Watanabe es, en realidad, la excusa que el escritor argentino se inventa, brilantemente, para hacer una profunda reflexión literaria sobre las víctimas y su papel en la Historia.

¿Cree que la sociedad les hace justicia a las víctimas?

Si se quiere hablar con complejidad de las víctimas, no hay que ser condescendiente ni paternalista con ellas. Debemos preguntarnos si quieren ser víctimas. La figura de la víctima es una construcción de la culpa ajena.

Y, por eso, muchas veces, termina siendo un estigma.

Hay que tener mucho cuidado en reconocer los derechos de una víctima sin imponerle una identidad que no desea. Una cosa es una víctima que no se atreve a declararse como tal, y otra una víctima que ha hecho su proceso de duelo y quiere construirse otra vida.

¿Puede la literatura ejercer como memoria colectiva, debe hacerlo?

El deber no se lo atribuyo a la literatura, porque muchas veces es casi una rebelión ante el deber o un desvío de lo aparentemente urgente para dedicarse a lo importante. No creo que el deber moral sea el mejor motor de la buena literatura, porque entre el deber moral y el moralismo hay menos de una línea de diferencia. Yo creo que, de hecho, lo hace todo el tiempo. Nuestro vehículo de conversación con los muertos y con sociedades supuestamente enterradas es precisamente la literatura.

Y esta novela es una prueba de ello.

De hecho, la función de la literatura…

La función inherente.

Inherente a la literatura, exacto, qué bonita palabra, porque inherente sería que está adherido, pero por dentro. La función inherente a la literatura es conmover a los muertos y escucharlos hablar; eso es, de hecho, una memoria colectiva. Esa función antropológica, no ya política, es inevitable.

Volviendo a la memoria histórica…

Yo prefiero llamarla colectiva, porque la memoria histórica está asociada a un conjunto de leyes y posturas de partidos políticos, y la memoria colectiva es algo que funciona todo el tiempo, votes a quien votes.

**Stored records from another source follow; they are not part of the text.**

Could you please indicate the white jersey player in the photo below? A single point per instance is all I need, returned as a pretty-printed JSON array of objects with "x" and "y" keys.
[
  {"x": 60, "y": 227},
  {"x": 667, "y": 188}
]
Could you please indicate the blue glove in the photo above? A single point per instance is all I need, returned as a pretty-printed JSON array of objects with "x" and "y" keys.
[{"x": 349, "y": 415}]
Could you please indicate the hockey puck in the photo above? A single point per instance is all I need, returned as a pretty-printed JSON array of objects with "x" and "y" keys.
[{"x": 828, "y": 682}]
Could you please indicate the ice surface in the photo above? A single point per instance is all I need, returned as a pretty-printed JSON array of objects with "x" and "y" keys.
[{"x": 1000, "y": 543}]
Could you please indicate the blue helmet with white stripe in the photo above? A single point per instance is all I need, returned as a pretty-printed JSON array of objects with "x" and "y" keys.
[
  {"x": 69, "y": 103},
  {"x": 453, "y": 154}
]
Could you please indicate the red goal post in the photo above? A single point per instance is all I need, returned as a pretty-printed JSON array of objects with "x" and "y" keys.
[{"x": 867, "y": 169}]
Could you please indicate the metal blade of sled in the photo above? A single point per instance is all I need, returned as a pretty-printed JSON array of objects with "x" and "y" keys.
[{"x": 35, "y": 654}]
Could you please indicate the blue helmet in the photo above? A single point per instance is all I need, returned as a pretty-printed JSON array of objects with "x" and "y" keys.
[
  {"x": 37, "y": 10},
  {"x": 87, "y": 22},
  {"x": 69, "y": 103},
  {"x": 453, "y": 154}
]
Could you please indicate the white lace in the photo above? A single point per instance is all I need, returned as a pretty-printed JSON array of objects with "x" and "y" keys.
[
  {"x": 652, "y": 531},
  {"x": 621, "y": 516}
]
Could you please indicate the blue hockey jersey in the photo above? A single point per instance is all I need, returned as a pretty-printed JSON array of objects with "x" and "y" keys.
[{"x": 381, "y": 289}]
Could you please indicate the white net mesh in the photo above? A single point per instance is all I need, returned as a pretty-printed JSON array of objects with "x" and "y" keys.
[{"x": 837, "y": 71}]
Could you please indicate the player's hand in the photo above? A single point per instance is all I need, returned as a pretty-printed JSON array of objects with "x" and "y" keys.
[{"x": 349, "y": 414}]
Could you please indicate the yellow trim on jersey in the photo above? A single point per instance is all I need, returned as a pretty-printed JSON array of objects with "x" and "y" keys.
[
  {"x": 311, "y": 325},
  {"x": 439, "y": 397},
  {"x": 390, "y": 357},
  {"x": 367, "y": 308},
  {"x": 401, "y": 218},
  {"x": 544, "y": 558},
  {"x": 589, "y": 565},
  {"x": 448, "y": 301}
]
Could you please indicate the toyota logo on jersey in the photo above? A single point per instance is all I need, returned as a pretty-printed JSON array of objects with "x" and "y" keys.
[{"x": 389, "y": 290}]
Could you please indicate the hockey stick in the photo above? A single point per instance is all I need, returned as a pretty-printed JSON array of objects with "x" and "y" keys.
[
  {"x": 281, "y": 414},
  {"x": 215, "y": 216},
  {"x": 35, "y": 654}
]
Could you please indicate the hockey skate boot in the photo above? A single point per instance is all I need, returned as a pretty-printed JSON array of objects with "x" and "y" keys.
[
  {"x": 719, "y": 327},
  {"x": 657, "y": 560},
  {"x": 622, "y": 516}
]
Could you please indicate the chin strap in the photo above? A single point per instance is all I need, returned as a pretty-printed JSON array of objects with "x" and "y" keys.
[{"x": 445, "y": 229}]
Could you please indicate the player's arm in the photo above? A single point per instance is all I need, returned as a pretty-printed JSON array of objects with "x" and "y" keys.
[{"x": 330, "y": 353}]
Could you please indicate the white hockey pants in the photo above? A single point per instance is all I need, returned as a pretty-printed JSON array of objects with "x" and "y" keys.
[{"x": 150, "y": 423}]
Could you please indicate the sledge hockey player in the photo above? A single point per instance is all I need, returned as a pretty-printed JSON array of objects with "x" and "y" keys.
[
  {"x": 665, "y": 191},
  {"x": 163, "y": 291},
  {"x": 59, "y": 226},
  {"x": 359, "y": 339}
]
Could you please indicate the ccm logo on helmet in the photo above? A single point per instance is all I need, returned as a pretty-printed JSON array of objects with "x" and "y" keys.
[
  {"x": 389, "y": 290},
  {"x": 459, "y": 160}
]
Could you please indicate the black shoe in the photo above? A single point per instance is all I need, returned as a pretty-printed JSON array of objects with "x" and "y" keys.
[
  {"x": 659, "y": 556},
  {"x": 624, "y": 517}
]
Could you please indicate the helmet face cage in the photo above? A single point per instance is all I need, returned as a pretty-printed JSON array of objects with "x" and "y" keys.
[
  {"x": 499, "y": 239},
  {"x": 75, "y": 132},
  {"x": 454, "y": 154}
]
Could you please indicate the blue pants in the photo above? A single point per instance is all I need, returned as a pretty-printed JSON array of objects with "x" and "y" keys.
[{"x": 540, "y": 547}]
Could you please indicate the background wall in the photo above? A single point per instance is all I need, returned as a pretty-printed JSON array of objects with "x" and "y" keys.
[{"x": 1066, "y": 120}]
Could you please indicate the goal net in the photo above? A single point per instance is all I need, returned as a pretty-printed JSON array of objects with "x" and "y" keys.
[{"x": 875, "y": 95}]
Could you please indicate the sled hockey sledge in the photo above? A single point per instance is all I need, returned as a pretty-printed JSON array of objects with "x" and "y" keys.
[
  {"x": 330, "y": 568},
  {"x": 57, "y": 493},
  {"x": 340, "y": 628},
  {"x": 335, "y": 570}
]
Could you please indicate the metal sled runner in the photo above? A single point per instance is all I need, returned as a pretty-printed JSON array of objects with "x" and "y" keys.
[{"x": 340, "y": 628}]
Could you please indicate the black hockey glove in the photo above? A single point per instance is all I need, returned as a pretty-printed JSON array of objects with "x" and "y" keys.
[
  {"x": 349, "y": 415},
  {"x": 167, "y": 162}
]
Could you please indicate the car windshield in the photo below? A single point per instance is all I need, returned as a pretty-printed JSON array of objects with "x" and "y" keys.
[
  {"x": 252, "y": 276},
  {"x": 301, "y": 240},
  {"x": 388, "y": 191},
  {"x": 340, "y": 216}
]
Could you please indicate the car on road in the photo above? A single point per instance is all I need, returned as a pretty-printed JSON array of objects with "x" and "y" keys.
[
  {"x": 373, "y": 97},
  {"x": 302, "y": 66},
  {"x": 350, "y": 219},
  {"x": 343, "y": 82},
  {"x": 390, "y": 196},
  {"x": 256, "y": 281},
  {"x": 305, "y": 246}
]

Eso quería plantearle, porque en España es un término que se ha convertido en una herramienta ideológica y se ha vaciado de significado.

Claro, pero por eso yo creo que la literatura tiene la capacidad de luchar en el terreno léxico, también. Cuando una palabra se agota por tironeo de un lado y de otro, hay distintas maniobras que la literatura hace. Una es apropiarse del término y elevarlo a categoría superior; otra es dejarlo descansar y proponer otro.

Memoria histórica suena a política.

No, suena a algo peor: suena a partidos. La política es inevitable y necesaria, viene de la polis y, desde Grecia, la política somos todos; no se puede no ser un sujeto político, es una ingenuidad. Otra cosa es el oportunismo del debate de actualidad. Ante eso, está bien cambiar los términos de las discusiones. La memoria histórica es algo que existe o no, dependiendo de a quien votes; en cambio, la memoria colectiva es algo que te afecta en lo familiar y lo personal, seas quien seas, y el que diga que no, que mire su biblioteca. Vivimos refutando o reproduciendo, según nuestra postura, los relatos heredados, vivimos discutiendo con discursos del pasado… Todo eso es memoria colectiva.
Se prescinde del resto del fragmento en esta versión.